Authoritative guidance on residence: UK residence rules.
Practical notes for expats who stake abroad
- Document exact dates of residence, reward timestamps and sterling valuations.
- If staking income arises overseas and the taxpayer is non-resident, confirm whether the host jurisdiction taxes that income. Double taxation agreements or local taxes may apply.
Remittance basis and double taxation relief for expats
For UK residents who are non-domiciled, the remittance basis can affect taxation of foreign income and gains. Relevance to staking:
- Remittance basis: foreign income (including staking rewards earned and kept abroad) may be tax-free in the UK if not remitted to the UK and if the remittance basis is claimed (conditions apply and long-resident charges may apply).
- Remittance when funds are brought to the UK: if foreign staking rewards are later transferred to the UK or used to buy UK assets, that transfer can trigger tax under remittance rules. Evidence of where funds were held and the chain of transfers is necessary.
- Double taxation relief (DTR): if staking income is taxed overseas, DTR may credit foreign tax against a UK liability. File for relief and retain foreign tax receipts and tax returns. HMRC guidance on treaties: Double taxation agreements.
Disposals of crypto (including staking-derived tokens) may trigger CGT. For non-residents:
- Non-residents were historically outside UK CGT scope for foreign situs assets, but rules changed for non-resident CGT where UK property is involved. Crypto is generally not UK land so non-residents normally do not pay UK CGT on disposals of crypto while non-resident. Residence status at disposal matters.
- If previously UK resident and returned: capital gains accrued while non-resident may be taxable on return if anti-avoidance applies.
- Acquisition cost for CGT: for tokens received as staking rewards, the acquisition cost equals the sterling income value at receipt. Later sale uses that cost to compute the capital gain or loss.
Example calculation (worked):
- Reward received: 5 ABC on 1 April at £40 each → income £200 (taxable). Acquisition cost for CGT = £200.
- Disposal: 5 ABC sold on 1 October at £70 each → disposal proceeds £350.
- Capital gain = £350 − £200 = £150 (subject to annual exempt amount if applicable).
Custodial vs self-custody: practical comparison for Tax on Crypto Staking
Below is a concise comparison of record-keeping, tax risk and likely HMRC expectations.
| Scenario |
Record evidence |
Tax complexity |
HMRC preference |
| Custodial staking (exchange) |
Exchange statements with timestamps and values |
Lower, provider records help but taxpayer remains responsible |
Preferred for audit evidence |
| Self-custody (node or protocol) |
Wallet transaction history, block timestamps, signed messages |
Higher, must prove when rewards became available and sterling value |
Acceptable if well-documented |
| Staking pools / liquid staking |
Pool contracts + provider reports, derivative tokens add complexity |
High, valuation of derivative tokens and flow-through of rewards |
HMRC expects full disclosure |
Practical reporting, self-assessment and HMRC deadlines
Taxpayers must declare staking income and capital disposals on the Self Assessment tax return where due. Important steps:
- Income reporting: include staking rewards under ‘other income’ or the relevant section for miscellaneous income where no employment relationship exists. Provide totals in sterling for the tax year.

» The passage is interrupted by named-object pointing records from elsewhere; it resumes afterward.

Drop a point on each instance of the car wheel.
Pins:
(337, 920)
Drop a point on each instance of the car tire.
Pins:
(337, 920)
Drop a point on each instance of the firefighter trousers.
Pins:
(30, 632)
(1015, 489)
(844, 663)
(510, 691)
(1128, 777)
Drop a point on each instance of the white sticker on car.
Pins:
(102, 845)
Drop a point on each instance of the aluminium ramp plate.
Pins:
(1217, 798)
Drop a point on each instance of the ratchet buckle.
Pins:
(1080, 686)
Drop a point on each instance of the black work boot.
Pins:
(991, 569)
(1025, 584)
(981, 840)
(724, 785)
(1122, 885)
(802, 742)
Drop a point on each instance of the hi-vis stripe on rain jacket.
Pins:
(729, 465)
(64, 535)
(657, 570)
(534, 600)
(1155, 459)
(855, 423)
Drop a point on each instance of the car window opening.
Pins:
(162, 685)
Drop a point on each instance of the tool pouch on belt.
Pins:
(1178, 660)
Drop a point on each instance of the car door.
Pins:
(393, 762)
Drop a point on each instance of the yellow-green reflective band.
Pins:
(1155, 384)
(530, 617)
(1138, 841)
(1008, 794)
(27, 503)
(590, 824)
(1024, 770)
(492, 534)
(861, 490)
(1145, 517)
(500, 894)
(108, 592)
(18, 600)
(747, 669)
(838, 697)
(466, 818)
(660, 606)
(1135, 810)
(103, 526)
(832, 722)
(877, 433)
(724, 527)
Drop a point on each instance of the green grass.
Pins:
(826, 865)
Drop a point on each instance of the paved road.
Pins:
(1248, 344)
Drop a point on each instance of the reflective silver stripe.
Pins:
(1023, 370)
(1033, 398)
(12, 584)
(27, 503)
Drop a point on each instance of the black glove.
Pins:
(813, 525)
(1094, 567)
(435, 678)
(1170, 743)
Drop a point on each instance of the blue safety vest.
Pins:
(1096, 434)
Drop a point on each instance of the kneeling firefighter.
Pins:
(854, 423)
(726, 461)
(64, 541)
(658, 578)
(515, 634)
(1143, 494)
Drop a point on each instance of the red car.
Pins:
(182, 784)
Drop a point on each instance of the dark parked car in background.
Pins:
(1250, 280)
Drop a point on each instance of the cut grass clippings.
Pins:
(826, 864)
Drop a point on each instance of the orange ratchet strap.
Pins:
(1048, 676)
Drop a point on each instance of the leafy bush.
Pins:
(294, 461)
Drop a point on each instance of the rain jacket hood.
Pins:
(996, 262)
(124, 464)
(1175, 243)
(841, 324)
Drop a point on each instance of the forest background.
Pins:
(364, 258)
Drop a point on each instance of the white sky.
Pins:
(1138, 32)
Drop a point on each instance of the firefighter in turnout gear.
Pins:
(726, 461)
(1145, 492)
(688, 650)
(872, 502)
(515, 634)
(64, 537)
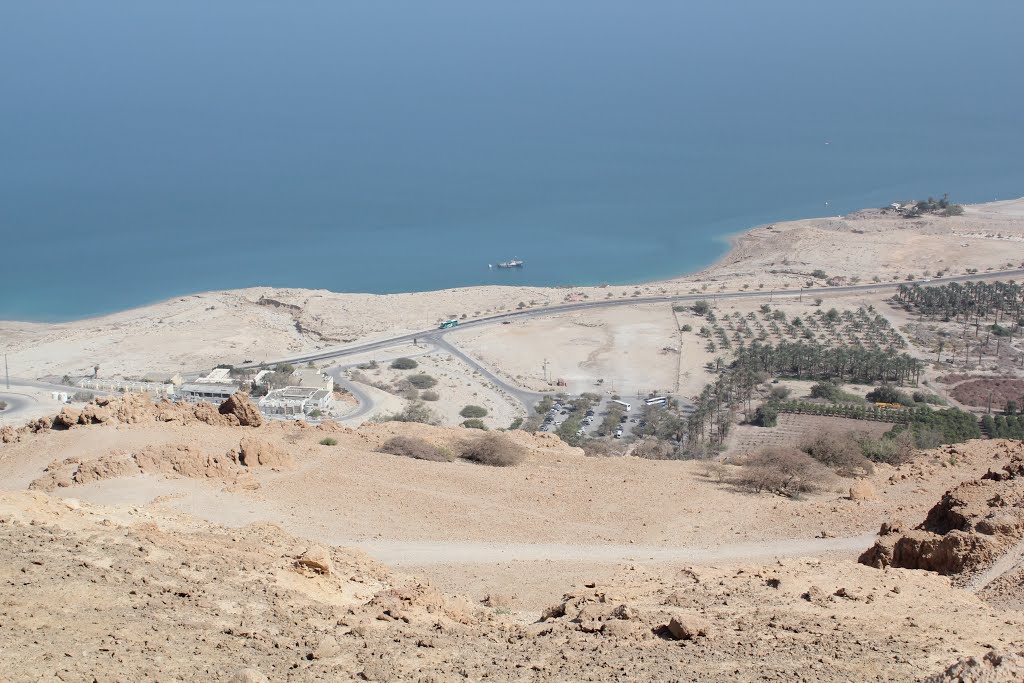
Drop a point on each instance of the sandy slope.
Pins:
(197, 332)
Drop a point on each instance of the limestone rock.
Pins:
(248, 676)
(316, 558)
(862, 491)
(67, 419)
(993, 668)
(255, 453)
(94, 415)
(243, 409)
(688, 627)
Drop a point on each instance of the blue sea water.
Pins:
(155, 148)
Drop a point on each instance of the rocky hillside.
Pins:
(975, 534)
(128, 594)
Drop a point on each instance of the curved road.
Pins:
(435, 334)
(16, 403)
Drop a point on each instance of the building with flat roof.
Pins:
(295, 401)
(211, 393)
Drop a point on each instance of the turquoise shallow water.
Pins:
(150, 150)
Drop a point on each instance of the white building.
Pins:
(295, 401)
(211, 393)
(127, 386)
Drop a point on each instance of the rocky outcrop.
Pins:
(254, 453)
(316, 559)
(66, 419)
(862, 491)
(967, 530)
(244, 410)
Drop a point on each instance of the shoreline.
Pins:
(734, 243)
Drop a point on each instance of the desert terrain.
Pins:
(154, 529)
(152, 540)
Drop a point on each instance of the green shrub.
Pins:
(494, 450)
(422, 381)
(840, 452)
(887, 393)
(417, 411)
(784, 471)
(473, 412)
(416, 447)
(765, 416)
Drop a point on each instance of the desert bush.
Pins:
(600, 447)
(412, 446)
(494, 450)
(403, 364)
(653, 449)
(840, 452)
(473, 412)
(784, 471)
(885, 450)
(417, 411)
(765, 416)
(422, 381)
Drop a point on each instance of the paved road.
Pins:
(366, 402)
(527, 398)
(396, 553)
(17, 404)
(435, 334)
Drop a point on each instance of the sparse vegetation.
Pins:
(473, 412)
(838, 452)
(783, 471)
(413, 446)
(421, 381)
(494, 450)
(417, 411)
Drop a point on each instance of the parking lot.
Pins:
(593, 419)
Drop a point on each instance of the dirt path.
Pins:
(399, 553)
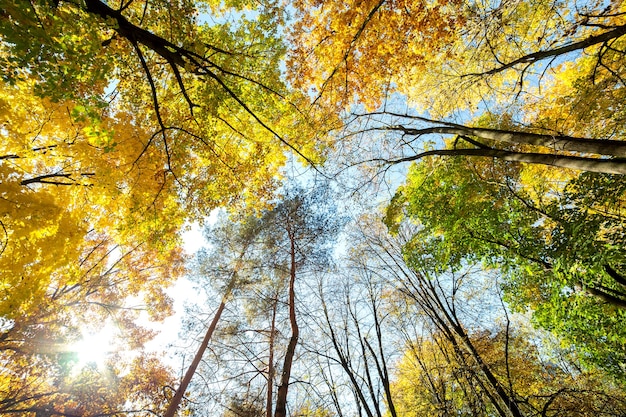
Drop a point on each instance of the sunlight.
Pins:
(93, 348)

- CGT reporting: if disposals produce chargeable gains above the annual exempt amount, include them on the Capital Gains pages or use the online CGT service for gains on crypto.

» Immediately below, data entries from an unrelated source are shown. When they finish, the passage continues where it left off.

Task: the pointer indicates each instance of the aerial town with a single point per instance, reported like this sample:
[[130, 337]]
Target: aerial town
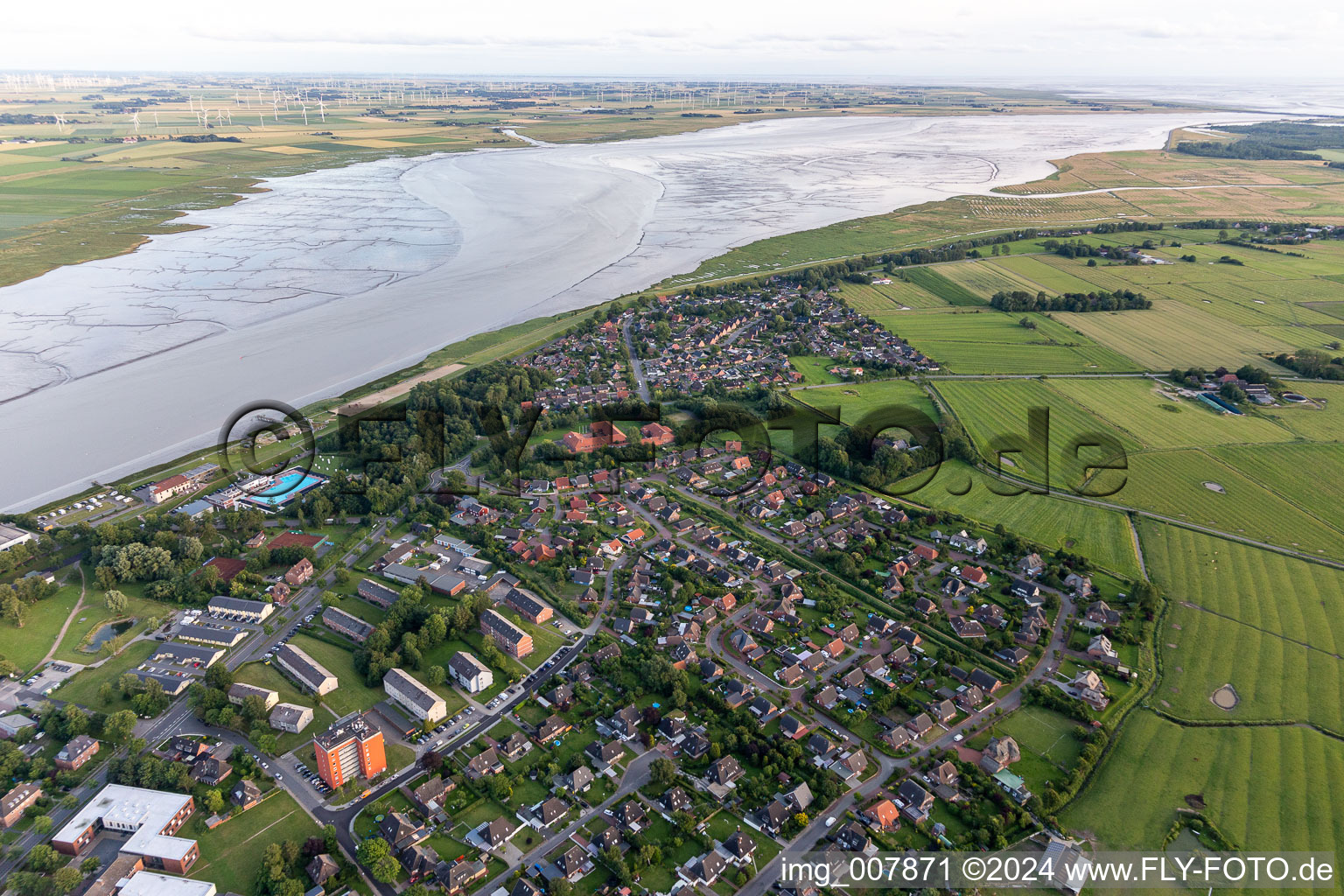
[[622, 677]]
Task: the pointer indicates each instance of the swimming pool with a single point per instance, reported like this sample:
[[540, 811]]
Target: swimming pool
[[288, 486]]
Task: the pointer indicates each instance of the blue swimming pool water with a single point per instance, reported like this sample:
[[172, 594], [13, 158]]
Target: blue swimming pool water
[[288, 486]]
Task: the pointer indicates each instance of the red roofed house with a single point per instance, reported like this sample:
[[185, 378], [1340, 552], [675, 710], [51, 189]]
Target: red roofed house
[[601, 434], [300, 572], [656, 434], [975, 575]]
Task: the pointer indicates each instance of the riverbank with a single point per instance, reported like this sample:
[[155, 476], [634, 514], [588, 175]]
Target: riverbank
[[303, 329]]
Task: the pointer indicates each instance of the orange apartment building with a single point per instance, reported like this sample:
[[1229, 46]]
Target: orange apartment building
[[350, 748]]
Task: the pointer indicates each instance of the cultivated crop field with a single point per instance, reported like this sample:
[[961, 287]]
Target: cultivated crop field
[[1281, 471], [990, 409], [1254, 783], [1102, 535], [1276, 679], [933, 281], [1172, 484], [1176, 335], [878, 298], [1138, 407], [1298, 599]]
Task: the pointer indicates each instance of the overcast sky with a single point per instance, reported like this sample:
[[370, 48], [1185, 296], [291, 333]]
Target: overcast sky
[[953, 40]]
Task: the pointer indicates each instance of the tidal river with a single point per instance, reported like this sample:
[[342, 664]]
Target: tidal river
[[336, 277]]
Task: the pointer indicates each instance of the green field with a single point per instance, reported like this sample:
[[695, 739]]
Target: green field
[[29, 645], [1280, 469], [1274, 677], [1100, 534], [231, 855], [353, 695], [1268, 592], [988, 341], [1256, 785], [999, 409], [1047, 743], [90, 618], [84, 687], [877, 298], [1172, 484], [1138, 407], [934, 283]]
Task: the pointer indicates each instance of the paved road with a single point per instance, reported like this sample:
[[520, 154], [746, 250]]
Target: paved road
[[636, 364]]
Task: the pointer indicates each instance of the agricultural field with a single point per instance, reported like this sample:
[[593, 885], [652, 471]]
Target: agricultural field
[[1280, 469], [999, 409], [1254, 783], [1161, 421], [900, 294], [980, 278], [1175, 335], [1194, 486], [1323, 421], [988, 341], [1102, 535], [1264, 590], [353, 695], [815, 369], [231, 853], [947, 289]]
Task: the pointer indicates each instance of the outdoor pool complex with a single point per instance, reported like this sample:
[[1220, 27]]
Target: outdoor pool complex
[[285, 488]]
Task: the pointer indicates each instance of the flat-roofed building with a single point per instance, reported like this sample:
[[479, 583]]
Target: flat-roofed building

- Deadlines: Self Assessment filing deadlines are 31 October (paper) and 31 January (online) following the tax year end. Payment of tax is also due by 31 January (with a payment on account possibly due 31 July). Confirm current dates on HMRC: Self Assessment (HMRC).

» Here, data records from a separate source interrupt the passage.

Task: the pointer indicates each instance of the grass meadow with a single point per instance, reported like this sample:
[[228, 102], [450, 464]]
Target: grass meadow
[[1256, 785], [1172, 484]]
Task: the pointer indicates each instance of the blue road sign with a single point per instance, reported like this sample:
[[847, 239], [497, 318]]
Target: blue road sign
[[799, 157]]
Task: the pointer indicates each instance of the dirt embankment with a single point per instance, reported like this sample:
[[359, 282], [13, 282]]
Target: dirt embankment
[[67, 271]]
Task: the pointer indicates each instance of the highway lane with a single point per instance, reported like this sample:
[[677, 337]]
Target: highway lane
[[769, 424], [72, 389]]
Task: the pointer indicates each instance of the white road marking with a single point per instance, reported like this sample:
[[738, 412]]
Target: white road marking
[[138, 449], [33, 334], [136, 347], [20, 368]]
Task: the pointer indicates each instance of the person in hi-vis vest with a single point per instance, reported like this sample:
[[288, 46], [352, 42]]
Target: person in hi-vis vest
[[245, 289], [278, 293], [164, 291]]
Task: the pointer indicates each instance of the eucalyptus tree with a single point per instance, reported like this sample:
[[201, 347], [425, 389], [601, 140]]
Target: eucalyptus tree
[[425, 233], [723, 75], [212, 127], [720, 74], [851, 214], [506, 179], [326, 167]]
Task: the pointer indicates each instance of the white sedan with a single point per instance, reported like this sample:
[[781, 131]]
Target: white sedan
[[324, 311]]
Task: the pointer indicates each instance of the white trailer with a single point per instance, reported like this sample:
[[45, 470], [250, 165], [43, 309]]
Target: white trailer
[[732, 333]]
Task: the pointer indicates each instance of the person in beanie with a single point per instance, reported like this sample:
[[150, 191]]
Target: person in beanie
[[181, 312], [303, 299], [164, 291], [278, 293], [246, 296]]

- Record retention: keep records for at least five years after the 31 January submission deadline of the relevant tax year, records should show dates, amounts, counterparties, and sources for sterling valuations.
Reporting checklist (concise)
- Consolidate all staking rewards with timestamps and sterling values.
- Record disposals of staked assets and dates/values.
- Convert crypto amounts to sterling using a consistent exchange and store the quoted price source.
- Upload or retain provider statements, wallet exports and any contractual terms for locked or liquid staking.
Staking tax flow: simple steps
1️⃣
Reward received
Timestamp & sterling value → income tax
2️⃣
Record acquisition cost
Use sterling income value as CGT base
3️⃣
Disposal or sale
Calculate gain = proceeds − acquisition cost
4️⃣
Report to HMRC
Include income and CGT on Self Assessment
Advantages, risks and common errors
✅ Benefits / when staking tax treatment is straightforward
- Custodial statements make proof and valuation easier.
- Clear timestamped rewards allow accurate sterling valuation and cleaner accounting.
- When taxed correctly as income at receipt, subsequent disposals use an established cost basis, reducing future disputes.
⚠️ Errors to avoid / risks
- Failing to record timestamps and sterling values, HMRC will expect evidence.
- Confusing receipt date with settlement date, use the earliest date when the reward becomes available.
- Not distinguishing between income and disposal events, both can arise separately and require separate reporting.
- Ignoring remittance basis rules for non-doms, remitting foreign staking income to the UK can create a tax liability.
Frequently asked questions
Is staking income taxed as income or capital?
Staking rewards are normally taxed as income on receipt. Later disposal of the tokens may trigger capital gains tax measured from the sterling value used when the income was declared.
How should staking rewards be valued for tax purposes?
Use the sterling market value at the time the reward is received. Document the exchange or price source and the exact timestamp used for the conversion.
Does staking via an exchange mean HMRC deals with the tax?
No. Even if an exchange provides statements, the taxpayer is responsible for declaring income and gains to HMRC and for the accuracy of conversions to sterling.
Are slashing losses deductible?
Slashing that reduces the value of staked assets may be allowable as a capital loss on disposal or may adjust the income base if slashing occurs before a reward is treated as income. Seek tailored advice for complex cases.
If a reward is auto-compounded, when is tax due?
Each auto-compounded credit is a taxable income event when credited, treat each credit as income at its sterling value.
Can double taxation relief apply to staking taxed overseas?
Yes. If foreign tax has been paid on staking income, double taxation relief or treaty relief may reduce UK tax due. Retain foreign tax receipts and file a claim with HMRC if needed.
What records should be kept for HMRC?
Keep transaction exports, exchange statements, wallet logs, price sources, dates/timestamps, and any contractual terms for locks or pools. Retain for at least five years after filing.
Your next step:
- Gather evidence: export wallet and exchange histories, note timestamps and sterling conversions for all staking rewards.
- Calculate: total staking income by tax year and compute any disposals’ capital gains using the income value as acquisition cost.
- File: include the income and capital gains on the next Self Assessment; consider professional advice for cross-border or complex DeFi scenarios.